Straks is de dankbaarheid voor alle uw' gunst verdweenen:
En die voorheen zo mild u zyne diensten bood,
Zyn' trouwe liefde zwoer, zal mond en handen leenen,
Om u te dompelen in ramp en droeven nood.
Zo vind het snoode veil voor zyne teêre loten
Een steunsel aan den muur in allerhande weêr;
Maar als het tot een' boom allengs is opgeschooten,
Verdringt het zynen stut, en werpt hem gants ter neêr.
Loop de oude boeken door, gy vind 'er duizend blyken,
| |
[pagina 87]
| |
Hoe allen, die hun gunst aan snoode zielen boôn,
Niet anders viel te beurt, dan 's waerelds loon te stryken,
Voor liefde en weldoen, haat; voor eere, smaad en hoon.
Zo hield het hoogste recht de hand in 's waerelds zaaken.
Zo wierd het ongelyk, gedaan aan 't vroom geslacht,
Wanneer men hen verstiet, om boozen groot te maaken,
Naar maat van billykheid vergelding toegebragt.
En lust het u noch meer dat dorre strand te ploegen?
Noch langer op dien weg van onrecht voort te gaan?
Neen, laat zich uwe ziel tot beter handel voegen:
Doe gunst aan die 't verdient door deugdelyke daân.
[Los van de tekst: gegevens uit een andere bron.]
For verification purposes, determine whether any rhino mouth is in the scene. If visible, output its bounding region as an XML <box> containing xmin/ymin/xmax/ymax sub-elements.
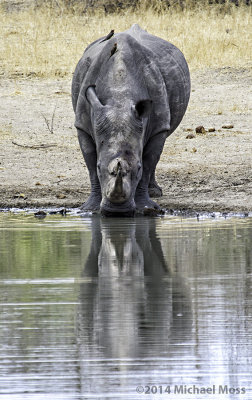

Zoek eer by die haar zelf bezitten als hun eigen:
Zoek liefde by het zaad, dat waare liefde kent:
Zoek hulp en dienst by hen, wier trouwe van geen neigen
Of wank'len immer weet, 't zy hoe 't geval zich wend.
Laat dus Gods vrienden u tot vrienden ook verstrekken.
Zo komt uw' wyze keur u t'allen tyd te staâ;
Zo zult gy tevens ook Gods zegen tot u trekken,
En bouwen uw geluk, eerst hier, en dan hierna.